A recent decision in District Court in New Jersey may interest insurers subrogating transportation claims. In particular, it sets forth the legal argument to challenge target-carriers’ arguments about purported limitations of liability and the appropriate measure of damages.
This case, The Donna Karan Company LLC v. Airgroup, (12-CV-02149) arises from a dispute over the liability of Airgroup, a carrier, for a shipment made by shipper Karan which was stolen during the shipping process. The court granted the plaintiff's motion for summary judgment against the carrier. Two issues were presented for determination by the court: 1) whether Airgroup’s liability for the theft is limited by the Carmack Amendment, 49 U.S.C. § 14706; and 2) if Airgroup’s liability is not so limited, what the measure of damages should be.
As the court noted, the Carmack Amendment regulates the liability of common carriers for loss or damage to shipments:
The Carmack Amendment to the Interstate Commerce Act imposes absolute liability upon carriers for the actual loss or injury to property caused by a carrier. Under [the statute], carriers, however, are permitted to limit their liability through a written agreement with the customer or shipper which evidences an absolute, deliberate and well-informed choice by the shipper. Permitting carriers to limit their liability is a carefully defined exception to the Carmack Amendment’s general objective of imposing full liability for the loss of shipped goods; courts, thus, carefully scrutinize agreements purporting to limit such liability. Carmana Designs, Ltd. v. North American Van Lines, Inc., 943 F.2d 316, 319 (3d Cir. 1991) (citations omitted).
The court then went on to cite to a controlling Third Circuit decision which elaborated upon this “carefully defined exception” to absolute liability. See Emerson Elec. Supply Co. v. Estes Express Lines Corp., 451 F.3d 179, 186 (3d Cir. 2006). The court explained that “a carrier had to satisfy four requirements before it could limit its liability under the Carmack Amendment: (1) maintain a tariff within the prescribed guidelines of the Interstate Commerce Commission; (2) obtain the shipper's agreement as to [the shipper's] choice of liability; (3) give the shipper a reasonable opportunity to choose between two or more levels of liability; and (4) issue a receipt or bill of lading prior to moving the shipment.” The carrier bears the burden of proof.
In this case, the court’s decision focused on the third element, the question of whether the carrier gave the shipper a reasonable opportunity to choose between two or more levels of liability. The relevant facts are undisputed. The carrier used an online shipment booking system. The shipper entered shipment information on a series of web pages, and there were empty boxes for the declared value and for the insured value of the shipment. For the shipment at issue, the Karan employee booking the shipment left both boxes blank. There is no evidence that entering a declared value would have changed the rate, as the rate was undisputedly based solely upon weight of the shipment. Vague language in the carrier’s “Rules and Regulation” offered insurance in excess of $25,000. However, this offer lacked specific material terms, and it was conditional. As such, the court held that this was not evidence “that Airgroup offered Karan an alternative rate for a higher level of liability.”

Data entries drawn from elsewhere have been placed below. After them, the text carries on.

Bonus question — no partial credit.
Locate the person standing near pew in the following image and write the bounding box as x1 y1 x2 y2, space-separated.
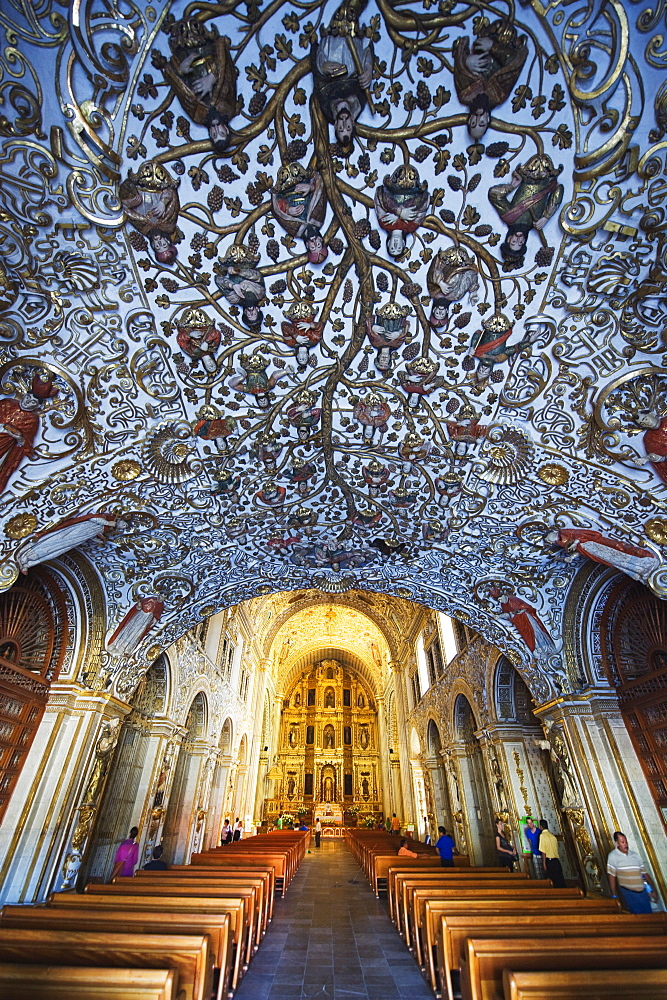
495 818 518 871
233 817 243 841
524 816 545 879
315 817 322 848
390 813 401 835
221 818 233 844
607 830 657 914
110 826 139 881
435 825 457 868
143 845 168 870
538 819 565 887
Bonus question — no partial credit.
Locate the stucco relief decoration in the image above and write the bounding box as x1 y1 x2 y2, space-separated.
0 0 664 698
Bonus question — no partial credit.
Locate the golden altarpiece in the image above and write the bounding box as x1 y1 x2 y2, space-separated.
271 658 381 822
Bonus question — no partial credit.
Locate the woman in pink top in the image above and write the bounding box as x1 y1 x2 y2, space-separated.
111 826 139 880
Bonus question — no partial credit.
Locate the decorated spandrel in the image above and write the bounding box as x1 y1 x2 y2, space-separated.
1 0 666 690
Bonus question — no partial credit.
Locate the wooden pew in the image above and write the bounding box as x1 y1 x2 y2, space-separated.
0 928 213 1000
460 935 667 1000
0 965 178 1000
190 852 291 895
388 867 511 924
116 873 269 941
142 865 276 921
397 875 544 947
86 881 259 962
371 855 457 897
49 892 247 992
503 967 667 1000
439 911 667 1000
424 896 620 996
1 905 232 1000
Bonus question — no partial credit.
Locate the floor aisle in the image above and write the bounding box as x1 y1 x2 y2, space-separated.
233 839 434 1000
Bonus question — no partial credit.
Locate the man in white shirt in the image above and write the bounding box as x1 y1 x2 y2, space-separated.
607 830 656 913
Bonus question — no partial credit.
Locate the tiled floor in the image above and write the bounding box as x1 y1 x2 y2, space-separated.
233 839 434 1000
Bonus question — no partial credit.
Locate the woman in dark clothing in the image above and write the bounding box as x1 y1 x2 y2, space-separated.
495 818 518 871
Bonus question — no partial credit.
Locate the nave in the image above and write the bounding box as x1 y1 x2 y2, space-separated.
234 839 433 1000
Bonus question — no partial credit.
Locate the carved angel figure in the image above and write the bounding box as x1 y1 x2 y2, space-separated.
282 301 324 366
354 392 391 440
633 407 667 484
547 527 660 585
489 584 556 654
374 165 429 258
453 20 528 140
230 353 279 409
311 0 374 154
119 161 180 264
193 404 236 453
427 247 479 330
0 373 58 496
398 357 441 408
107 598 164 657
176 308 221 374
488 154 563 267
469 312 541 382
287 389 321 440
272 164 328 263
215 245 266 328
366 302 410 371
17 512 115 575
152 17 238 150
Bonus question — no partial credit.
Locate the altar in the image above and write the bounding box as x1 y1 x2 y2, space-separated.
314 802 344 824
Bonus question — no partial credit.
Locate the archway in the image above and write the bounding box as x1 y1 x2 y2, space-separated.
161 691 207 864
80 657 167 884
208 717 234 848
425 719 452 839
454 694 495 864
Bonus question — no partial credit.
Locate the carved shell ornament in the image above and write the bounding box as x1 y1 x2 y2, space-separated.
478 426 535 485
143 422 197 484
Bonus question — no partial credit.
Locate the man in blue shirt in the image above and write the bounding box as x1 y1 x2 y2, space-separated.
435 826 456 868
524 816 544 878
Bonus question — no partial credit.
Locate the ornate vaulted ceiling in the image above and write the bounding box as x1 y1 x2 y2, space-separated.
0 0 665 701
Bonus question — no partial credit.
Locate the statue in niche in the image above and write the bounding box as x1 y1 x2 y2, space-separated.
361 777 369 798
288 728 297 747
536 725 580 809
366 303 410 372
323 775 334 801
324 727 335 748
547 527 660 585
152 18 238 151
427 248 479 332
282 301 324 367
311 0 374 155
176 308 220 375
0 373 59 497
325 689 335 709
453 20 528 142
214 246 266 329
357 692 365 708
287 776 296 798
272 164 328 263
119 161 180 264
488 154 563 269
294 692 301 706
359 728 369 750
17 512 116 575
374 165 429 259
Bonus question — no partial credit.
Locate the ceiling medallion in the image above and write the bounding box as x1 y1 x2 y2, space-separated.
111 459 142 482
645 518 667 546
538 464 569 486
4 514 38 539
478 427 535 485
143 423 196 485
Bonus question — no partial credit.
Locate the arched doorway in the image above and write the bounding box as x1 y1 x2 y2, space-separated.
601 580 667 832
454 694 495 864
207 717 233 848
162 691 207 864
425 719 452 838
0 575 67 825
80 657 167 884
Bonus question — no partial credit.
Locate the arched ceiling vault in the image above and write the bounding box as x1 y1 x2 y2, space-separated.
281 647 380 699
0 1 665 709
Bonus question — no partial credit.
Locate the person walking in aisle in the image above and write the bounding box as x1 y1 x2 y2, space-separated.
607 830 657 913
314 817 322 848
110 826 139 881
390 813 401 835
435 826 457 868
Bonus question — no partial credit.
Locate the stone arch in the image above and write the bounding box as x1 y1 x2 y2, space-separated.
161 691 207 864
453 693 495 865
493 655 539 725
424 718 452 837
237 733 248 764
80 655 169 884
427 718 442 756
220 717 233 754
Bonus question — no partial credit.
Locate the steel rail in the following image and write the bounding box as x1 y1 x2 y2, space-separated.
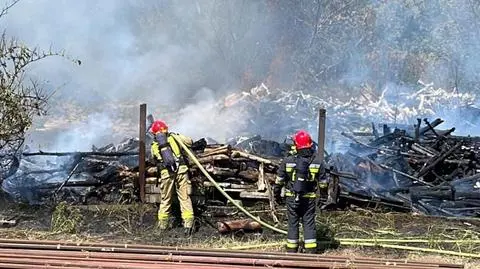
0 238 464 268
0 255 452 269
0 247 464 269
0 255 283 269
0 248 458 268
0 249 454 268
0 249 378 269
0 241 454 267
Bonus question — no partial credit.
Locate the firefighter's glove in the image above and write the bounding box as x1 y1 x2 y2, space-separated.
328 164 338 173
273 184 283 204
156 162 166 171
156 162 167 178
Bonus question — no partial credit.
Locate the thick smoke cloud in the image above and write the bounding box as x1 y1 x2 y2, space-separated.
2 0 269 149
2 0 480 151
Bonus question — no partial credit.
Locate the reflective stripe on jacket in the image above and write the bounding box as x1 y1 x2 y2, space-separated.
151 133 193 174
276 153 326 198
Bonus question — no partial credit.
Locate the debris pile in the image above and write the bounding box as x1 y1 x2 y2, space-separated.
4 115 480 218
222 83 479 142
334 117 480 217
120 141 285 209
2 81 480 218
1 136 292 207
1 138 140 204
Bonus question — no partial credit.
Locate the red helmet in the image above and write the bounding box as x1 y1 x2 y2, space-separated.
150 120 168 134
293 130 313 149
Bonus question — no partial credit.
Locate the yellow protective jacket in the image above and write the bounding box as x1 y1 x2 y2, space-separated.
151 133 193 176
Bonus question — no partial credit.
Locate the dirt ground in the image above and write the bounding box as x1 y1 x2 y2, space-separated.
0 193 478 268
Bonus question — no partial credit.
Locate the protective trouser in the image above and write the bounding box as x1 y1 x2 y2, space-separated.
157 170 194 229
286 196 317 253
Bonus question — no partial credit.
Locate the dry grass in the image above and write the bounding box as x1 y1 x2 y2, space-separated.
51 202 83 234
1 202 480 267
317 210 480 251
313 210 480 268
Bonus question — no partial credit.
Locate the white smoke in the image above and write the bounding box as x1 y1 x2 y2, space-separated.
3 0 480 151
2 0 259 149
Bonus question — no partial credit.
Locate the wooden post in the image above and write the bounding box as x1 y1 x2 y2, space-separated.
317 108 326 161
139 103 147 202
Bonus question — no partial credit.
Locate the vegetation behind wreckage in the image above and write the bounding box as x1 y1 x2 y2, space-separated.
0 0 79 179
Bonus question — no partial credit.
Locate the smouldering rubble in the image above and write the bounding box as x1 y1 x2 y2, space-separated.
220 83 479 143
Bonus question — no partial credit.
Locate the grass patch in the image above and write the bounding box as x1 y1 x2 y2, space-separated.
58 203 158 237
51 202 83 234
188 233 284 251
316 210 480 260
1 200 479 266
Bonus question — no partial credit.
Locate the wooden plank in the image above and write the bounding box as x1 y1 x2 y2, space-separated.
239 191 269 199
203 182 231 188
416 142 462 178
138 103 147 202
223 189 245 193
265 171 279 223
203 182 255 189
145 177 158 184
257 162 266 191
317 108 326 161
145 183 161 194
231 151 276 165
145 194 160 204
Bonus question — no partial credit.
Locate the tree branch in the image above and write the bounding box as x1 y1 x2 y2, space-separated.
0 0 20 19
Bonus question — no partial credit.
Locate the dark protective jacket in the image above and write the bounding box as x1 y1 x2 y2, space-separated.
275 149 327 198
275 148 327 253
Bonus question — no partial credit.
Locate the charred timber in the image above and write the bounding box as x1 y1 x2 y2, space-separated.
20 151 138 157
414 118 421 141
410 185 455 201
411 143 437 157
416 142 462 178
216 219 262 234
423 118 441 138
195 154 230 164
418 118 443 136
38 181 105 189
198 145 231 157
136 166 276 182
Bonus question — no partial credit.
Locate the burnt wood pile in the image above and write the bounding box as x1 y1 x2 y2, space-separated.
2 137 287 209
1 138 140 204
334 117 480 217
120 142 283 208
3 117 480 218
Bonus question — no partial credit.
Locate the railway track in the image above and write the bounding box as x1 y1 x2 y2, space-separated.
0 239 464 268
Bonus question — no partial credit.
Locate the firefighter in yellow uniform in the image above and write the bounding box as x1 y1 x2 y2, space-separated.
149 120 195 234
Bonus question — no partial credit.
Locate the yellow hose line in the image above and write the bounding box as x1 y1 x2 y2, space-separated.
220 241 480 258
172 134 287 235
220 238 480 250
339 238 480 244
340 241 480 258
172 135 480 259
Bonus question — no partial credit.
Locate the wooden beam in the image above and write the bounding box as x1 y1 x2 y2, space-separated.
317 108 326 161
139 103 147 202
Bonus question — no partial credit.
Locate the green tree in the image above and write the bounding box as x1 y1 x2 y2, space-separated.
0 0 79 179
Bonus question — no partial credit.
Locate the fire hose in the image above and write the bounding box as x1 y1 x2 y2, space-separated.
169 136 480 259
172 134 288 235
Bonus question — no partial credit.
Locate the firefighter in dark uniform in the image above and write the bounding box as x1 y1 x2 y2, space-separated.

Having found that Airgroup’s liability was not limited by the Carmack Amendment, this court then turned to the proper measure of Karan’s damages. The court, quoting from Polaroid Corp. v. Schuster’s Express, Inc., 484 F.2d 349, 351 (1st Cir. 1973) noted that “Hijacked goods, unlike those destroyed, ultimately compete with the manufacturer and, therefore, no true replacement is possible.” The court then cited to Robert Burton Assocs. v. Preston Trucking Co., 149 F. 3d 218 (3d Cir. 1998) as follows:
[O]rdinarily when the carrier is responsible for the loss of the goods in transit, the shipper is entitled to recover the contract price from the carrier. Yet the Supreme Court has recognized that the test of market value is at best but a convenient means of getting at the loss suffered. Thus it may be discarded and other more accurate means resorted to, if, for special reasons, it is not exact or otherwise not applicable. Of course, the carrier has the burden of proof to demonstrate that a court should deviate from the market value rule.
Upon the facts presented to it, the District Court held that “[t]here is nothing in the record from which any reasonable finder of fact could conclude that the theft of the goods did not cause Karan to lose sales. Airgroup has failed to meet its burden of proof that this Court should deviate from the market value rule.” As such, Karan’s damages shall be measured by the domestic market value of the stolen shipment.
In light of the court’s ruling, subrogation professionals must be familiar with the legal and factual arguments to challenge any limitation defense on its merits.